When I first got sober, I was terrified of love. The last love I had had fucked up over, was abusive, and every fling after that wasn't that serious. I dated a few, but the relationship never went anywhere. I fucked a lot. I was really good at portraying the "sex positive" side of myself, while feeling really insecure and off. I proclaimed myself as anti-marriage since I can remember, even refusing to wear a ring on my "ring finger." With my pregnancy, it was never pushed which was good. I would have refused it, anyway.

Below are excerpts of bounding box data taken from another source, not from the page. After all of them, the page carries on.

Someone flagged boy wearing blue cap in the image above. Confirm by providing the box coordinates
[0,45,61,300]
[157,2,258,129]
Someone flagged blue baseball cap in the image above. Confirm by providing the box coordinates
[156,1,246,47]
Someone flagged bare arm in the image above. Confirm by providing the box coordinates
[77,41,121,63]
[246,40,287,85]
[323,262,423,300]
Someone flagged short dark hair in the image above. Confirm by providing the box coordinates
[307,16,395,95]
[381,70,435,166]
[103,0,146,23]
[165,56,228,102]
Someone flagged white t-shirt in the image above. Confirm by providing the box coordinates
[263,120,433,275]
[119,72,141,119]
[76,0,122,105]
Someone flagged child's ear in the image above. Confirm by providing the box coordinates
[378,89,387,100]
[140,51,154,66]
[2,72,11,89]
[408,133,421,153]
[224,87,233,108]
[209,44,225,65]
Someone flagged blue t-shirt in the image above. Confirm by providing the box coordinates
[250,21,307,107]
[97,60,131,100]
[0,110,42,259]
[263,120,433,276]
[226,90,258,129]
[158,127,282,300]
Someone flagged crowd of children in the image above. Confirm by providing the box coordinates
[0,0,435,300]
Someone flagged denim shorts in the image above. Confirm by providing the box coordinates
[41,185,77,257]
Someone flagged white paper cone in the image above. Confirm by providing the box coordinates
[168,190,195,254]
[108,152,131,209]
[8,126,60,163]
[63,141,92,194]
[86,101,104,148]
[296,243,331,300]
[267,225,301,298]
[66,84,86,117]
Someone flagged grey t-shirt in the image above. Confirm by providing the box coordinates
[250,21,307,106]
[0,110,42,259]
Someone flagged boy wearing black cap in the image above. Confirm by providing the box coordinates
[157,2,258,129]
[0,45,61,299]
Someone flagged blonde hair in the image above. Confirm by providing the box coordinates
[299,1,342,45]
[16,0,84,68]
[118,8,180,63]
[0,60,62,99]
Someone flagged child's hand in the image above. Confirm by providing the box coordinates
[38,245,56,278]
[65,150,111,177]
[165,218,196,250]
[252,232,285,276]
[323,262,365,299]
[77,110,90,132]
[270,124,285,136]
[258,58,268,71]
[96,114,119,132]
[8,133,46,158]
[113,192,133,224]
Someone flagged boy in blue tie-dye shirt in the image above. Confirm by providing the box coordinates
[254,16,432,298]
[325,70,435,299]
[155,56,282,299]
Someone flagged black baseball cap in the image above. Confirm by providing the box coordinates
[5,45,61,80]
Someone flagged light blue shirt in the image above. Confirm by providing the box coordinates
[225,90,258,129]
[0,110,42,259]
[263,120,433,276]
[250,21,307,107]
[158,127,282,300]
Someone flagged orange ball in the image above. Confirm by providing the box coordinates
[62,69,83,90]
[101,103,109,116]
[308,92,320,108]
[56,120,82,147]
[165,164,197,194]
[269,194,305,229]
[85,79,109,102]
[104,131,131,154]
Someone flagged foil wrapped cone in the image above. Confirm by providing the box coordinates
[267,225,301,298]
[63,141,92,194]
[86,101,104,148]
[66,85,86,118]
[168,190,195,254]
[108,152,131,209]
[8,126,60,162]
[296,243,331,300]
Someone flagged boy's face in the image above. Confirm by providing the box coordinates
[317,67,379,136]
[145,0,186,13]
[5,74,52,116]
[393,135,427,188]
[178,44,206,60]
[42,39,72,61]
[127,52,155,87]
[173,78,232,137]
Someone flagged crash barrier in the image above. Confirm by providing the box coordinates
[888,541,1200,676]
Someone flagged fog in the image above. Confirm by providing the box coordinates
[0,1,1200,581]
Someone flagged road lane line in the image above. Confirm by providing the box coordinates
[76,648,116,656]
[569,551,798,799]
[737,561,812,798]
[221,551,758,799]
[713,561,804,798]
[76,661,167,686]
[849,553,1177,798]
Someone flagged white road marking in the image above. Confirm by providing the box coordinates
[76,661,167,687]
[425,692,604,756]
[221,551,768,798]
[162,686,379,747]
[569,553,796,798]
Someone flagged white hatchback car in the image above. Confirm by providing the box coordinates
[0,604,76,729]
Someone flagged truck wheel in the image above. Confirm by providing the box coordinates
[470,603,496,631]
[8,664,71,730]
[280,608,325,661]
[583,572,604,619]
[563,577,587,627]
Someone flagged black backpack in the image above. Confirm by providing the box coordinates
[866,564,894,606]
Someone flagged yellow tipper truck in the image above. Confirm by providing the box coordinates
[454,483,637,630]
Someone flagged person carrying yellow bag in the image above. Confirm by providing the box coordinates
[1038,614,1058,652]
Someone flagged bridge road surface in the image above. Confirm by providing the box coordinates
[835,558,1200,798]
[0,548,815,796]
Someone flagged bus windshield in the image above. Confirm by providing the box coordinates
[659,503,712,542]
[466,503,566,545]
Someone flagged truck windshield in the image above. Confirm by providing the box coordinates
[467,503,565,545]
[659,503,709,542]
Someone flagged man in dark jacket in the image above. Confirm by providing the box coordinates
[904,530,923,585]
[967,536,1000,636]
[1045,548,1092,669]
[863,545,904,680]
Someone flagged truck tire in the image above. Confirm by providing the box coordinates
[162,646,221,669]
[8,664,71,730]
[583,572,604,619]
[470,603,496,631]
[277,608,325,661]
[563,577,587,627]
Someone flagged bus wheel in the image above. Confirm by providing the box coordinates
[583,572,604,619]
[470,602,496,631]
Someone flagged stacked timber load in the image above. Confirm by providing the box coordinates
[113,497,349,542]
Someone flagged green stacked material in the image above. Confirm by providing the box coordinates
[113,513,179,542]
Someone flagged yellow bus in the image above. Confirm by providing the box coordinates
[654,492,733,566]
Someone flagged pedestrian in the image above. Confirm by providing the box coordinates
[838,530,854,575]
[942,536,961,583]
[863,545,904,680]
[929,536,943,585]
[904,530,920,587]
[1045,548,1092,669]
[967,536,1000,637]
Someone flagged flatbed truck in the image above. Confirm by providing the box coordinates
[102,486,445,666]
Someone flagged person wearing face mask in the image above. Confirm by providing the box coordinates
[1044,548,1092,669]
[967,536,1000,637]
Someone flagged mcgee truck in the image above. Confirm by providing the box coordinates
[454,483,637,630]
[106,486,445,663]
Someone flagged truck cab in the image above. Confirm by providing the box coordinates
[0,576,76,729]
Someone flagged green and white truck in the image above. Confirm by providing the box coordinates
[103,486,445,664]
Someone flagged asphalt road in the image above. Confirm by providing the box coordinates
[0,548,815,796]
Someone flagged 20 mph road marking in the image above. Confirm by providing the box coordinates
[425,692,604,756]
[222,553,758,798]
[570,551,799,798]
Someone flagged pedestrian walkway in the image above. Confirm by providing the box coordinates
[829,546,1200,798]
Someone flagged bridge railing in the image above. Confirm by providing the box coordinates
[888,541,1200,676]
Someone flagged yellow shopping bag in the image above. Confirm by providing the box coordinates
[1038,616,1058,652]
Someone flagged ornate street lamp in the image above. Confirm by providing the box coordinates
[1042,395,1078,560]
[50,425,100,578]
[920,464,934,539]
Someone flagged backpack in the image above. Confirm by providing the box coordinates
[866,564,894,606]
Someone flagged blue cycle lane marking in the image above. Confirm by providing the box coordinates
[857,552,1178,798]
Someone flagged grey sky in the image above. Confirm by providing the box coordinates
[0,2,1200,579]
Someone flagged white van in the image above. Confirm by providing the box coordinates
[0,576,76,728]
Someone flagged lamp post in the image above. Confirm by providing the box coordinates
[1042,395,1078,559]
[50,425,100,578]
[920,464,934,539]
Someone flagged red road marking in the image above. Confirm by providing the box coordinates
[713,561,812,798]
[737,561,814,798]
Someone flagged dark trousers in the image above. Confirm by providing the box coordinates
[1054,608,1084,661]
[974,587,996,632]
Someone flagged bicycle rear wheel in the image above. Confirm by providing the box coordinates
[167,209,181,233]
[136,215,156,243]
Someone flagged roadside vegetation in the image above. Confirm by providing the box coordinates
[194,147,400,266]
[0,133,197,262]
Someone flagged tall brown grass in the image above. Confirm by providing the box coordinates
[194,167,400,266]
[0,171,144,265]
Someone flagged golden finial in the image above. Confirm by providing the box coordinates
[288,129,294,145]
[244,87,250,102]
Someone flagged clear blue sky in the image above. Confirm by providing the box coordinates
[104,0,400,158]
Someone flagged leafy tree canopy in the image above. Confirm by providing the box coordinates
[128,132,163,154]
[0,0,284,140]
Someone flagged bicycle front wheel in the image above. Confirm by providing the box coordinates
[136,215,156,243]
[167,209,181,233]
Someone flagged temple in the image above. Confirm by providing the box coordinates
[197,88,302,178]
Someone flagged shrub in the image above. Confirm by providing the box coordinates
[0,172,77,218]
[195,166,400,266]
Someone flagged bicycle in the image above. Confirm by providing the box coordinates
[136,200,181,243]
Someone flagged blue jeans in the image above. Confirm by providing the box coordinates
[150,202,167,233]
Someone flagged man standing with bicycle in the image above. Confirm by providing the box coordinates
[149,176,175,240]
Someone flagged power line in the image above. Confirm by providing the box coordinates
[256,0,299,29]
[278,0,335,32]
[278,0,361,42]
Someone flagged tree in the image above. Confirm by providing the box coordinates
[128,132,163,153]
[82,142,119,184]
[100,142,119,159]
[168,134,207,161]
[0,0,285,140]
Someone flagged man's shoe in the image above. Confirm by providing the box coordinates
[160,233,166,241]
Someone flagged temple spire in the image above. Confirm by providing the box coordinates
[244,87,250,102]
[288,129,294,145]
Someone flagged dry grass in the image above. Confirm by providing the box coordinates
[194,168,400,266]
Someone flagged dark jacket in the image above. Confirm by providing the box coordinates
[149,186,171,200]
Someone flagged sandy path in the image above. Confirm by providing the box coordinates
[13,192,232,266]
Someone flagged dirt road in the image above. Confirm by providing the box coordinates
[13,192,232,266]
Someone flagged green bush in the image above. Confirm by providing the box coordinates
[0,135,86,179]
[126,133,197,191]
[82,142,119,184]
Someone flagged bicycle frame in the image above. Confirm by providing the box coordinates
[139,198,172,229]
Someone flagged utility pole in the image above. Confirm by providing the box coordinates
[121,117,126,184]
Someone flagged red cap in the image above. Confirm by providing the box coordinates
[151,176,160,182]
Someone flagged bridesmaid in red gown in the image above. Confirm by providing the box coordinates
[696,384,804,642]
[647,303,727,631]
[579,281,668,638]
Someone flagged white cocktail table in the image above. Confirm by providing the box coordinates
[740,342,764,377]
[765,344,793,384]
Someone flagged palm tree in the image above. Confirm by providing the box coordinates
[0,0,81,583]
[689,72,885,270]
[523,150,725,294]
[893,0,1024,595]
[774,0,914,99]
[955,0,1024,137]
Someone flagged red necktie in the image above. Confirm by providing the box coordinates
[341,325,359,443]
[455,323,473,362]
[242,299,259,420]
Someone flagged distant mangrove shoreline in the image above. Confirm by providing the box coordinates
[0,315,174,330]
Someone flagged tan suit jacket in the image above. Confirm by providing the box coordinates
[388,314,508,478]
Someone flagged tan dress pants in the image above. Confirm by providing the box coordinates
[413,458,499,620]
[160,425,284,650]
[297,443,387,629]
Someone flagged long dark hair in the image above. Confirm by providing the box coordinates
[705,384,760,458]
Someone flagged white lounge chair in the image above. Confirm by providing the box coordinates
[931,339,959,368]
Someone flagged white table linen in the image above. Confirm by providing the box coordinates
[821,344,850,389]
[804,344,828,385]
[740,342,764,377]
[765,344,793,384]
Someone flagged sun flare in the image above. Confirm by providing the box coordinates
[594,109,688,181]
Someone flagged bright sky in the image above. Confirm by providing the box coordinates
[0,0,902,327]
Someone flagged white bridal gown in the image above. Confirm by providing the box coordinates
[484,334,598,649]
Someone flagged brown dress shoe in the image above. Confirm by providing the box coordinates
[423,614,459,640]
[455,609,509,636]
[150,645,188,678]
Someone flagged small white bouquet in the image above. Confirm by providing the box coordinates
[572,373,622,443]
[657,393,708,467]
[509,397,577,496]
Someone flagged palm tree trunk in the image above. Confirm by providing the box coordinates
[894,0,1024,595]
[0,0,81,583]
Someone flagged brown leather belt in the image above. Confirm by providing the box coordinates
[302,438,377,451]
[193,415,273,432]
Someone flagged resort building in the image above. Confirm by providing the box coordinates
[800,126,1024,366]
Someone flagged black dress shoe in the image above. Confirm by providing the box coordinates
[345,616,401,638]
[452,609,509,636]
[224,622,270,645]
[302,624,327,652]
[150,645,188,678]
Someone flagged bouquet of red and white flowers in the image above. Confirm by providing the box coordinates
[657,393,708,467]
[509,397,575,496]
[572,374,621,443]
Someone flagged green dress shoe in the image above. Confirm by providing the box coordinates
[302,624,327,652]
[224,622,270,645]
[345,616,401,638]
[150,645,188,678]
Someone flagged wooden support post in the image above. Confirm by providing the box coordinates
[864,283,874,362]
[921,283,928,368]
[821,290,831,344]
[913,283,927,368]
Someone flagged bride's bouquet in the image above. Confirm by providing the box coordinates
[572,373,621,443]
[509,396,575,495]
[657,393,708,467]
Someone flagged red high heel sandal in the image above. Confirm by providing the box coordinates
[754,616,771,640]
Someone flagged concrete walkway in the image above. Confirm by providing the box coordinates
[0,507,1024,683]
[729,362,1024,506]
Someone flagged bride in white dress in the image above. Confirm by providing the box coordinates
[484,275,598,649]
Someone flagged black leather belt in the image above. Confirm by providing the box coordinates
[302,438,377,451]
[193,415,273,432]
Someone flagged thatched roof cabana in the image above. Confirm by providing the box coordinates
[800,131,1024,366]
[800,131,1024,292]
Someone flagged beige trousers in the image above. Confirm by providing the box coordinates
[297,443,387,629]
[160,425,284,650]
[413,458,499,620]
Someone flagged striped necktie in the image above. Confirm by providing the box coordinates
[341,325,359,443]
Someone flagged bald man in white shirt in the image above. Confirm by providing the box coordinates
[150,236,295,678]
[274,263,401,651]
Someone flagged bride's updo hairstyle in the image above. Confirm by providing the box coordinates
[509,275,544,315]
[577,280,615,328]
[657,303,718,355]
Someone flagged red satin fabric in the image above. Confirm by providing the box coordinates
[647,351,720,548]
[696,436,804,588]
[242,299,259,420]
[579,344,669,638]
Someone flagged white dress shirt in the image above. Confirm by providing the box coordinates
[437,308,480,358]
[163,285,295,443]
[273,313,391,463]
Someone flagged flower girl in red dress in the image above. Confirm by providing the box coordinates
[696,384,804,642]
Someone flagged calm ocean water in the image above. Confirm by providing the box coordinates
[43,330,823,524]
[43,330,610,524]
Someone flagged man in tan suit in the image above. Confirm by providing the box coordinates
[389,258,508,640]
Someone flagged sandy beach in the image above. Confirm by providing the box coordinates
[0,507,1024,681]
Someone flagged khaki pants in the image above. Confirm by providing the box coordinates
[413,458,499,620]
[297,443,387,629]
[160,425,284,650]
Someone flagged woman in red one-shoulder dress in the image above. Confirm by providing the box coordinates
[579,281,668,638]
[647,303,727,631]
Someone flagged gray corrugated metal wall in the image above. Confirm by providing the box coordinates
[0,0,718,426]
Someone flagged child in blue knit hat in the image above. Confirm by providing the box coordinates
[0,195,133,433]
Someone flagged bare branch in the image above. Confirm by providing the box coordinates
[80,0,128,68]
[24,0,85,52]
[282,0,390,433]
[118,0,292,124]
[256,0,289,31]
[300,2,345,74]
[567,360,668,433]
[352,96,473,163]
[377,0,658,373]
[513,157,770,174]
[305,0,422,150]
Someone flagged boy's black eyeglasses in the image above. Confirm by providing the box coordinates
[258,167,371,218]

Now I'm changing and it's rather terrifying. When I first got sober, I also entered a relationship with someone I am still with. This was new for me. It took me a long time to call him my "boyfriend" as I felt this need to use gender-neutral, more feminist terms (or something). I used "partner" or "person I'm in a relationship", etc. I finally started using "boyfriend" and it was rather refreshing. I felt more genuine.
Anyway, back to being terrified. I put up a face on being against monogamy. For some reason, I felt as though my politics pointed to that or to be a better feminist or queer, I had to be against monogamy. I wanted to prove how radical I was by saying that.
I had to put a lot of that aside when I started developing feelings for my boyfriend. I knew him as a friend, but I knew I also liked him more than a friend, somewhere inside me. To be able to start a relationship with him, I had to shut off a lot of the shit that was in my brain. Because I felt happy with him and I cared about him.
Lately I've been really angry at how I've been changing toward these types of things. I'm not anti-marriage, anymore. I'm not against monogamy. I like getting flowers and gifts. I said I didn't like those things before, although I do think I did like that stuff, I just had to portray something. Now I find myself being a hopeless romantic, listening to love mixes on 8tracks, making my own "fall in love" mixes, and doing cutesy things.
Where did this come from? Is it from sobriety and I let some of my walls down? Is it my age? Is it socialization? Did I conform without knowing it? Is it sensitization? Is it just exhaustion?
I'm not sure, but all that other shit was utterly exhausting. I need/ed to figure out a way to understand where my happiness comes from and whatever this is: is fucking okay. It's okay if I like to get flowers even though some feminist or queer theorist said it was sexist to do so. It's okay if I think marriage is a cute thing people want to do. It's okay to celebrate one's love for another.
Regardless, I'm changing and I need to deal with it. I'm still the person I've always been, just changing. It's okay if my opinions change and if I change. I'm still a feminist and still bisexual. I'm still a Leftist. I'm still a human being.